Et quels seraient selon vous les critères de cette amélioration ?
C'est le choix des parents. Que des parents puissent avoir des enfants comme ils le souhaitent, dans la mesure où ils ne dégradent pas les qualités de base de l'être humain. Je dis cela parce que récemment, j'ai entendu parler d'un couple d'aveugles aux Etats-Unis qui a fait faire des interventions scientifiques pour que son enfant soit aveugle également. C'est monstrueux ! Le propos ici consiste à dire : "on a le droit d'être différent". S'ils trouvent beau le monde des aveugles, tant mieux pour eux, mais c'est horrible que d'imposer cela à l'enfant.
On imagine qu’une instance de contrôle serait nécessaire…
Je crois surtout qu'il faut "conscientiser" les gens.
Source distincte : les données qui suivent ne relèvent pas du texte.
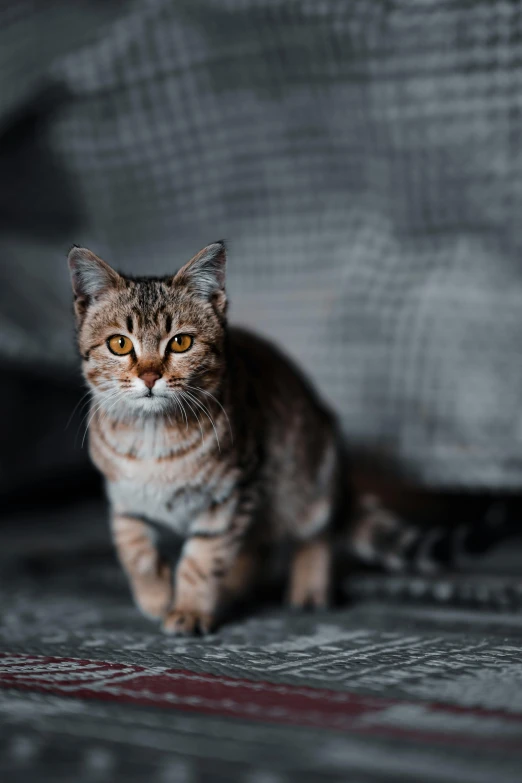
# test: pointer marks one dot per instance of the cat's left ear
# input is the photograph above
(205, 274)
(90, 278)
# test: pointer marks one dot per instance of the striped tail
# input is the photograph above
(380, 537)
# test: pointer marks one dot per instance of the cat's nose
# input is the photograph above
(149, 378)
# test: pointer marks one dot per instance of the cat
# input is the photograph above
(211, 433)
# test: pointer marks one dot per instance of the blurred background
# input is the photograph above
(363, 161)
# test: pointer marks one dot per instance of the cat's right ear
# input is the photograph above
(90, 277)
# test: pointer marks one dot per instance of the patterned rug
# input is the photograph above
(383, 690)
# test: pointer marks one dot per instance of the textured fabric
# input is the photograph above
(362, 158)
(89, 691)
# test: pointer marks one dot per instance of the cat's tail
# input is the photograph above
(380, 537)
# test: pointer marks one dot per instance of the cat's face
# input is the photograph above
(149, 344)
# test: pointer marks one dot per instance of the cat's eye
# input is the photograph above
(119, 344)
(181, 343)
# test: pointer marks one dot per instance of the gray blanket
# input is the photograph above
(363, 159)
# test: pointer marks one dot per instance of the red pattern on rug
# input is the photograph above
(260, 701)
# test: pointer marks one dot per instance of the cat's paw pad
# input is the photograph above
(186, 623)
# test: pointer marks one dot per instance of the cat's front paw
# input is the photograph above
(153, 593)
(181, 622)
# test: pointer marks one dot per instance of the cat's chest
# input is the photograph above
(176, 507)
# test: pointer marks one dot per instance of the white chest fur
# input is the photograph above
(165, 480)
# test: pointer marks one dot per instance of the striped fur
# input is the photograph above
(230, 450)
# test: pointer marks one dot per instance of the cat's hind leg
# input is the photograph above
(310, 574)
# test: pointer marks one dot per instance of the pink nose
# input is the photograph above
(149, 378)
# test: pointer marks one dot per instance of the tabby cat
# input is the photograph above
(211, 433)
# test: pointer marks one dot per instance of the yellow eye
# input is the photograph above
(181, 343)
(119, 344)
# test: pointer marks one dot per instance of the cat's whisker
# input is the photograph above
(207, 413)
(195, 414)
(118, 394)
(209, 394)
(178, 402)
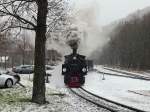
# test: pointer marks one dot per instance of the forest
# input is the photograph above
(129, 46)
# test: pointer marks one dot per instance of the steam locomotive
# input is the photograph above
(74, 69)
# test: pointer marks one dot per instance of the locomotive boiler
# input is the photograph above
(74, 69)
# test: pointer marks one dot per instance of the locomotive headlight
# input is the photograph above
(74, 58)
(83, 69)
(64, 69)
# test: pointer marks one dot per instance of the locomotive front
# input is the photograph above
(74, 69)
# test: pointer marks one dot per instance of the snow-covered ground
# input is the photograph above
(132, 92)
(17, 99)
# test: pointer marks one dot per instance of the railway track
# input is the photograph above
(107, 104)
(125, 75)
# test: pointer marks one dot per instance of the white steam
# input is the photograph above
(86, 16)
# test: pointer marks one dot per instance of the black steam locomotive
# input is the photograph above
(74, 69)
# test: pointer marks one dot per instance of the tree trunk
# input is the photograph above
(39, 89)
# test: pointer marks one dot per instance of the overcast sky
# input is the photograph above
(110, 10)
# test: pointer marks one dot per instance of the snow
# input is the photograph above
(132, 92)
(17, 99)
(124, 90)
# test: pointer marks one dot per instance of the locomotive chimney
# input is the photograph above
(74, 46)
(74, 51)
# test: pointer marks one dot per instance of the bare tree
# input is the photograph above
(41, 16)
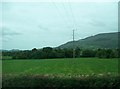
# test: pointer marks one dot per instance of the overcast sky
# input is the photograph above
(26, 25)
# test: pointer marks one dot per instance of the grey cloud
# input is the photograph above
(97, 23)
(8, 32)
(43, 28)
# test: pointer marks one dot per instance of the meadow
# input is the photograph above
(59, 73)
(68, 66)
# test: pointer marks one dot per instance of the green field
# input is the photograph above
(68, 66)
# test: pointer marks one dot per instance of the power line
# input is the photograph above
(60, 14)
(72, 14)
(73, 45)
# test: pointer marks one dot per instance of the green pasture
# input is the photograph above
(63, 66)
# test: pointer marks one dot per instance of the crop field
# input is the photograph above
(58, 73)
(61, 66)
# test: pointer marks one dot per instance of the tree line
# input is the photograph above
(49, 52)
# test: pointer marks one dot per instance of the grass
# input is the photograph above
(75, 66)
(61, 73)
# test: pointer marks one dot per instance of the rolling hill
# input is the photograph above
(103, 40)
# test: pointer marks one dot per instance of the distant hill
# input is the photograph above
(103, 40)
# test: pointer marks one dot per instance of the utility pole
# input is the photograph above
(73, 45)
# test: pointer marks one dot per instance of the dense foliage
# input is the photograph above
(48, 52)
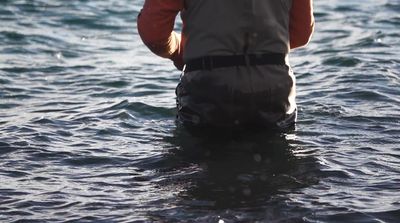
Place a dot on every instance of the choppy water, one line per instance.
(87, 131)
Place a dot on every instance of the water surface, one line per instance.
(88, 132)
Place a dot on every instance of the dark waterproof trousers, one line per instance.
(241, 96)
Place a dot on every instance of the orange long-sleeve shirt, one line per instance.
(157, 18)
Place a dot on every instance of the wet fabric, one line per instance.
(242, 96)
Je crois plus à la conscientisation qu'aux lois. Les lois sont toujours contournées quand elles ne sont pas adaptées.
De quelle manière vont réagir, selon vous, les premiers individus clonés lorsqu'ils en prendront conscience ?
Cette question revient souvent… Pour répondre, je cite souvent le cas de Louise Brown (6), le premier bébé éprouvette, née il y a 25 ans. Maintenant, on compte dans le monde 200 000 enfants nés par fertilisation in vitro. Ca n'est pas écrit sur leur front. Quand Louise Brown est née, on criait au scandale, on craignait que ces enfants soient montrés du doigt. Or ils jouent avec les autres, ils ont une enfance normale et vivent le plus naturellement du monde. Le fait qu'ils aient été conçus en éprouvette, d'une femme mariée ou d'une mère célibataire, cela ne change rien. S'ils sont entourés d'amour et éduqués correctement par les gens qui les entourent, il n'y aucun problème.
Vous intéressez-vous à la psychanalyse, dont le modèle serait intégralement remis en cause dans le monde que vous décrivez ?
Oui, tout à fait. La psychanalyse freudienne surtout ! Une des choses les plus malfaisantes qu'il y ait eu sur Terre. Voilà quelque chose qui a fait du mal aux êtres humains.